Christine Lagarde, le 12 décembre dernier lors de son procès à la CJR
Christine Lagarde, le 12 décembre dernier lors de son procès à la CJR © AFP / Martin Bureau

Christine Lagarde n’ira pas en prison et ne paiera pas d’amende. Lundi pourtant, la Cour de justice de la République (CJR) l’a reconnue coupable de négligence dans sa gestion de l’arbitrage en faveur de Bernard Tapie face au Crédit Lyonnais, en 2008. Mais il l’a exemptée de peine, et sa condamnation ne figurera donc pas dans son casier judiciaire.

Concrètement, la CJR, seule instance capable de juger d’anciens ministres pour des faits commis dans l’exercice de leurs fonctions, n’a rien trouvé à reprocher à Christine Lagarde sur le lancement, en 2007, d’une procédure d’arbitrage pour régler le conflit Tapie/Crédit Lyonnais. En revanche, il lui a reproché de ne pas avoir lancé de recours contre la décision arbitrale largement favorable à Bernard Tapie (obligeant le Crédit Lyonnais à lui payer 45 millions d’euros), en 2008.

Une réunion à venir au FMI

Quelles conséquences, donc, pour Christine Lagarde ? A priori, aucune pour l’instant. Aucune règle interne ne définit l’attitude que doit adopter le FMI en cas de condamnation de son directeur général. Christine Lagarde n’est pas immunisée, mais tant que le conseil d’administration du FMI ne la désavoue pas, elle peut en rester à la tête.

L’instance dirigeante du FMI, qui a toujours soutenu sa directrice générale, “devrait se réunir bientôt pour évaluer les plus récents développements”, selon le porte-parole du fonds, Gerry Rice. Cette réunion pourrait être convoquée par le doyen du conseil d’administration dès ce lundi.

Des successeurs potentiels ?

“Le conseil peut demander sa démission, ou Mme Lagarde peut la poser d’elle-même”, note le New York Times, tout en affirmant que cela est peu probable, vu que le Fonds lui a récemment renouvelé son soutien. Et ce malgré le fait que de nombreux pays émergents se plaignent du fait que le directeur général du FMI a toujours été nommé parmi les dirigeants européens (dont beaucoup de Français, quatre sur les six derniers).

Le quotidien britannique Daily Mail affirme de son côté qu’en cas d’exclusion surprise de Christine Lagarde, l’ancien ministre britannique des Finances, George Osborne, qui l’a soutenue à chacune de ses candidatures, pourrait être pressenti pour prendre sa succession.

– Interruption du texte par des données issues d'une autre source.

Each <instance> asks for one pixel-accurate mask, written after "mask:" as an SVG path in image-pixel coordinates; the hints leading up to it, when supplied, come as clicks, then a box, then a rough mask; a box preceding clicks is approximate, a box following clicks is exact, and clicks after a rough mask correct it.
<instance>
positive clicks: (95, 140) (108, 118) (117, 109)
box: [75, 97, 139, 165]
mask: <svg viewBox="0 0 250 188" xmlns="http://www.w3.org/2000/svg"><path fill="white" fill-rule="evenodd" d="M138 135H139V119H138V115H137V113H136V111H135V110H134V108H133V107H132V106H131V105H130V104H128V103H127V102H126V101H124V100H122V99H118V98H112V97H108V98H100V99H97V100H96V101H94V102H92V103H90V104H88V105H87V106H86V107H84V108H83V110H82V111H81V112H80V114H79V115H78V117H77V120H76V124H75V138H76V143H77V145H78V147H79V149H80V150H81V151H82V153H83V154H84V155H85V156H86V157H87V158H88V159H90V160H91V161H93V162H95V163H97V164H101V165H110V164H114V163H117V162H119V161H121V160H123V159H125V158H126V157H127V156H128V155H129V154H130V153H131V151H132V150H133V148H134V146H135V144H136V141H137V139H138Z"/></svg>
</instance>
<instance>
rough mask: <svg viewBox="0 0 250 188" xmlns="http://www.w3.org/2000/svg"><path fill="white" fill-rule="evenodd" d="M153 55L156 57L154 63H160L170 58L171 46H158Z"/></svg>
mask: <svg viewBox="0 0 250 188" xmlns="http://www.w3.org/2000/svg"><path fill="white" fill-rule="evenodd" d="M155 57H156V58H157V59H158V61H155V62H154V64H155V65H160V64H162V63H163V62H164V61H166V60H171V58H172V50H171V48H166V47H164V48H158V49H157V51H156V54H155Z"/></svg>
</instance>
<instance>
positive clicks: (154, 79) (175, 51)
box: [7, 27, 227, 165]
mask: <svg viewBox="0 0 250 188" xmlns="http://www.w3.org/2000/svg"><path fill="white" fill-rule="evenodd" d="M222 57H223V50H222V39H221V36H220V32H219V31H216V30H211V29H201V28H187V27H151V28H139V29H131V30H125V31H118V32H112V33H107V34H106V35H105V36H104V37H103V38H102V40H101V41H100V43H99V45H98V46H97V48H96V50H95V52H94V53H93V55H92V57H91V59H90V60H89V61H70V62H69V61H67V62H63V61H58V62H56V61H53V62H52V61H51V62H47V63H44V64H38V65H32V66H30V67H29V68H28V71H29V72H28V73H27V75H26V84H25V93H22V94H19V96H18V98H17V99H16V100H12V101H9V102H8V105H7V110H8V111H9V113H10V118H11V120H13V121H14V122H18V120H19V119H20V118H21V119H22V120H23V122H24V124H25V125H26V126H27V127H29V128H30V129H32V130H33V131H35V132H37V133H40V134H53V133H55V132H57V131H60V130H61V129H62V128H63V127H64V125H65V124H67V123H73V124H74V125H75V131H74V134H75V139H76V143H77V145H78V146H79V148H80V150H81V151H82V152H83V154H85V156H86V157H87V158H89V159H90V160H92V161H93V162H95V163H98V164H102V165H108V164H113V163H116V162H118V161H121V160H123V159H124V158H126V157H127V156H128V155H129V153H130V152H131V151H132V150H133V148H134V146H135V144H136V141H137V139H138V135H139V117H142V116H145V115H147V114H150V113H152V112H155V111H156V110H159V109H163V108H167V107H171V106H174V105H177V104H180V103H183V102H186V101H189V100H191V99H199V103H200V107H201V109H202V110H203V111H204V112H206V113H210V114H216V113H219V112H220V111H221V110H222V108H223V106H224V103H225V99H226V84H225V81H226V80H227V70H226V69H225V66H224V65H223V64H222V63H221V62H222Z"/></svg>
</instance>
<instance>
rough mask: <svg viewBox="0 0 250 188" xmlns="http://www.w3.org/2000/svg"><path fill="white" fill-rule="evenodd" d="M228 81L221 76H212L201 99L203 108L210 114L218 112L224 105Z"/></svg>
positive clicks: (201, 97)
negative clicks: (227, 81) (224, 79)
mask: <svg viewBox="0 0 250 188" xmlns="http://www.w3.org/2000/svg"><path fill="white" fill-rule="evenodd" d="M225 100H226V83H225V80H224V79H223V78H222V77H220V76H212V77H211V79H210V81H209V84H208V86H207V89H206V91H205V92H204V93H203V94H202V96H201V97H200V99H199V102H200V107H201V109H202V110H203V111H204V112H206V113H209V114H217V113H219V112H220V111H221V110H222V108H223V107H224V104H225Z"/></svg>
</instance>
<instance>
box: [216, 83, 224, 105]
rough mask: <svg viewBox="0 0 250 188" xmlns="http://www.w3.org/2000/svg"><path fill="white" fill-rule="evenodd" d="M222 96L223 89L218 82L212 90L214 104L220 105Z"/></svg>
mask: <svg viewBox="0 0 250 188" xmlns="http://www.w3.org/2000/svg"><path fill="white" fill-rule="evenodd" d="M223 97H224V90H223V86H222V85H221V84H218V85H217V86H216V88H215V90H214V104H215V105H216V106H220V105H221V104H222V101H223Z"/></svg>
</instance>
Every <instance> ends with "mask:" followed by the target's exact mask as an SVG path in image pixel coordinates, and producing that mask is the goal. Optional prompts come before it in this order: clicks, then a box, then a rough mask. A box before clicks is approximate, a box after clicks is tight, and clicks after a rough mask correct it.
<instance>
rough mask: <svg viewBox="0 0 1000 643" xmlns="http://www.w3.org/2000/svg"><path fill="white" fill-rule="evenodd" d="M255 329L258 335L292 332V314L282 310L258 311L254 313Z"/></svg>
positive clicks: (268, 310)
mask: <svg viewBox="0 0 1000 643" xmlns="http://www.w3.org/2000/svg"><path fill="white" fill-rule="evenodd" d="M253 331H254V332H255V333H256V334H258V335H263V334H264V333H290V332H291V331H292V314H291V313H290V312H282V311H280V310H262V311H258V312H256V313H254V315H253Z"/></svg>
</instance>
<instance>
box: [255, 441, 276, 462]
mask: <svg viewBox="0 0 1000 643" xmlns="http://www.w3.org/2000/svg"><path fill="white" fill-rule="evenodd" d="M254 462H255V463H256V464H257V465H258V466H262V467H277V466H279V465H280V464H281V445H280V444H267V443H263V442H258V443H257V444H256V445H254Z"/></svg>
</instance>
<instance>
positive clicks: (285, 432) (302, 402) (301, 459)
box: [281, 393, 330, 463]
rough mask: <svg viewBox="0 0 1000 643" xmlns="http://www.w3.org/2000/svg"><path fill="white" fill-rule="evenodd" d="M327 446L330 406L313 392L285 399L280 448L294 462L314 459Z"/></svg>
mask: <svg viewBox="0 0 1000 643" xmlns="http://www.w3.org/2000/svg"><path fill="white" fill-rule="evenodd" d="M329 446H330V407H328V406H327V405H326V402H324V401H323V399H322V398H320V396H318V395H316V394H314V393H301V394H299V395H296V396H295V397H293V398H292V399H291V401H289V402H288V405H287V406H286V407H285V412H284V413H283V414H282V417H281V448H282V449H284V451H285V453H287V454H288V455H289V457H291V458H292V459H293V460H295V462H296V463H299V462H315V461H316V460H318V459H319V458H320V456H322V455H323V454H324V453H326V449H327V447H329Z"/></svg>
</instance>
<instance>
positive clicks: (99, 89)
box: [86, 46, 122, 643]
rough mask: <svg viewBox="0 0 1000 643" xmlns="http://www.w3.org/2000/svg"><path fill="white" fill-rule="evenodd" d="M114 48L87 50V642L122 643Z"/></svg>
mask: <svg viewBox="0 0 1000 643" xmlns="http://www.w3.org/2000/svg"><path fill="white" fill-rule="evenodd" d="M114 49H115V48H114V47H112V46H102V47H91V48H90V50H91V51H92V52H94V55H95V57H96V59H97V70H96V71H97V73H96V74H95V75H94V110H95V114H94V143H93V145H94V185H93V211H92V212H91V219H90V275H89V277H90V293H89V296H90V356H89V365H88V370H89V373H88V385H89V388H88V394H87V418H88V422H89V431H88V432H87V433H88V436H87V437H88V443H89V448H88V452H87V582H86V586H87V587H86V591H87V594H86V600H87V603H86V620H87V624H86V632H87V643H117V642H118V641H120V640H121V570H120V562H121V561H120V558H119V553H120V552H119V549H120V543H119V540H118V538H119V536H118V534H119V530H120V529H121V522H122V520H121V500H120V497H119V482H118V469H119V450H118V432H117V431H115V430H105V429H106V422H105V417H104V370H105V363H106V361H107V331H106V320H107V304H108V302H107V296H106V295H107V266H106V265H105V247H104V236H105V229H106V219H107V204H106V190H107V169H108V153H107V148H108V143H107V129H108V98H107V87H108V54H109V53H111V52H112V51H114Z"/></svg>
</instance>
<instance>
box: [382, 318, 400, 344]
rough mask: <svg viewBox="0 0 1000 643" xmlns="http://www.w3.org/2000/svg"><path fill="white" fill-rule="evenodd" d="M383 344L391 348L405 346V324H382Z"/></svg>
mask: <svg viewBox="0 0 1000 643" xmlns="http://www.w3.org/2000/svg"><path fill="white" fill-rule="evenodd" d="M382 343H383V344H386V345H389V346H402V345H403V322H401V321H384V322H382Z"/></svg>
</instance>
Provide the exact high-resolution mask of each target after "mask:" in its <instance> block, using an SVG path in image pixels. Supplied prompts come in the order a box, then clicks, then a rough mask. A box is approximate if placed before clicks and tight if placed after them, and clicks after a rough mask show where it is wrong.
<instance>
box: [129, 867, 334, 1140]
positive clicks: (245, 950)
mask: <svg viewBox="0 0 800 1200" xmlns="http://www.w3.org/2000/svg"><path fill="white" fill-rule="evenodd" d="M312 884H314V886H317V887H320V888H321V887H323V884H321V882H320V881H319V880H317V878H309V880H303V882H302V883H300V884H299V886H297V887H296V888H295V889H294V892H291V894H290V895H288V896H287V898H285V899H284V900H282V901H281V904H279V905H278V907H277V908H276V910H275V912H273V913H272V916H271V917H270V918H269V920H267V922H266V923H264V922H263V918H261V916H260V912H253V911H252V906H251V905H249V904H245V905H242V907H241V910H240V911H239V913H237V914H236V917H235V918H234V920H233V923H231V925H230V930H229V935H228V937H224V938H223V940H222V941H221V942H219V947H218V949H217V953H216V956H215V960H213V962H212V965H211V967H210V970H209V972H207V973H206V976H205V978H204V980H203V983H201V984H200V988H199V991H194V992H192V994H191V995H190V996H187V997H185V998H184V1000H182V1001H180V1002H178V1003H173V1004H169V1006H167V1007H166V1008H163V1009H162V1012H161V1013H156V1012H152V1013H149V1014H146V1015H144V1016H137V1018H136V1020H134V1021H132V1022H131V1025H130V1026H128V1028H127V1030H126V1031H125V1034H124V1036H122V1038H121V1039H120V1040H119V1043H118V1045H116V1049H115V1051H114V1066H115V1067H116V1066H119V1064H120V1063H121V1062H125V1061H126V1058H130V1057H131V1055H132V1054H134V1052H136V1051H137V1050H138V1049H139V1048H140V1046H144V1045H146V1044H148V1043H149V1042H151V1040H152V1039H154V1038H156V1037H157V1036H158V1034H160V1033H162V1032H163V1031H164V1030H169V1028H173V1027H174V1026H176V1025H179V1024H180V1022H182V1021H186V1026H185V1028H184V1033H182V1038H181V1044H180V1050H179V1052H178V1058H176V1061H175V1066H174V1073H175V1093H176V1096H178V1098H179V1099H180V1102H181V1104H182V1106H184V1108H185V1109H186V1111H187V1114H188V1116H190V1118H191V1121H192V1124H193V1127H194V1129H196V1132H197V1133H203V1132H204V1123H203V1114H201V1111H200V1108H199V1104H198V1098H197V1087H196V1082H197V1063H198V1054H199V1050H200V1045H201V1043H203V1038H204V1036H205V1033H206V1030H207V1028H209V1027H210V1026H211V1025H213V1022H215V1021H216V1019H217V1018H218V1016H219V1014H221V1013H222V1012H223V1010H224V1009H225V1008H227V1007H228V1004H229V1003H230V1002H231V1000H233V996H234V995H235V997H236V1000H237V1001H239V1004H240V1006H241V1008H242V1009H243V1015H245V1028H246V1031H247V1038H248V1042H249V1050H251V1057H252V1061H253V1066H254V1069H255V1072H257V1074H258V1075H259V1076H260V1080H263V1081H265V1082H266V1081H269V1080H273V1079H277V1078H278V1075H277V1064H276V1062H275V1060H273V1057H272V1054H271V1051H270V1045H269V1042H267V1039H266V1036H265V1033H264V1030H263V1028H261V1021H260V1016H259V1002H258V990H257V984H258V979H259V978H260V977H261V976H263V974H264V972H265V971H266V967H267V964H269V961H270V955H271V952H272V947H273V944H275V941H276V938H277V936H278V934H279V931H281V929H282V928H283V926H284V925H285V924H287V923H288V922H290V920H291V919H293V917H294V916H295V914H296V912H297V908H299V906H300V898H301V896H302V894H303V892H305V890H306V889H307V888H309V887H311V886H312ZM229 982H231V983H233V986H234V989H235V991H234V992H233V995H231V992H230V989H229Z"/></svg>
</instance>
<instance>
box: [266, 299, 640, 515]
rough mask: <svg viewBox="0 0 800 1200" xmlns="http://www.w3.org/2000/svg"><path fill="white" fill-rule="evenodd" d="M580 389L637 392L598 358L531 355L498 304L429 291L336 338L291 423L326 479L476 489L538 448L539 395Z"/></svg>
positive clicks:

Alors que côté français plusieurs anciens soutiens de Nicolas Sarkozy affirmaient peu après sa défaite à la primairequ'ils le verraient bien prendre la tête du FMI.

Et en France ?

Après la condamnation de Christine Lagarde, le gouvernement a assuré qu’il maintenant “toute sa confiance” en Christine Lagarde à son poste de directrice générale du FMI. “Christine Lagarde exerce son mandat avec succès et le gouvernement maintient toute sa confiance en sa capacité à y exercer ses responsabilités”, affirme un communiqué de Bercy.

Mais tout le monde ne voit pas les choses du même oeil : pour le leader du MoDem François Bayrou, “ce qui évidemment est une interrogation et pose question, c'est que derrière il n'y ait aucune sanction et cela uniquement (...) parce que Mme Lagarde occupe des fonctions internationales”. Le candidat centriste à la présidentielle dénonce notamment le fait que la CJR soit composée de plus d’élus (six députés et six sénateurs) que de juges (trois magistrats).

Un poste maudit ?

Quel que soit l’avenir de Christine Lagarde à la tête du Fonds monétaire international, cette condamnation entretient la thèse d’un poste “maudit”. Comme elle, son prédécesseur Dominique Strauss-Kahn a eu des démêlés avec la justice (dans les fameuses affaires du Carlton et du Sofitel). Mais c’est aussi le cas du précédent dirigeant du fonds, l’Espagnol Rodrigo Rato, mis en examen dans plusieurs affaires judiciaires.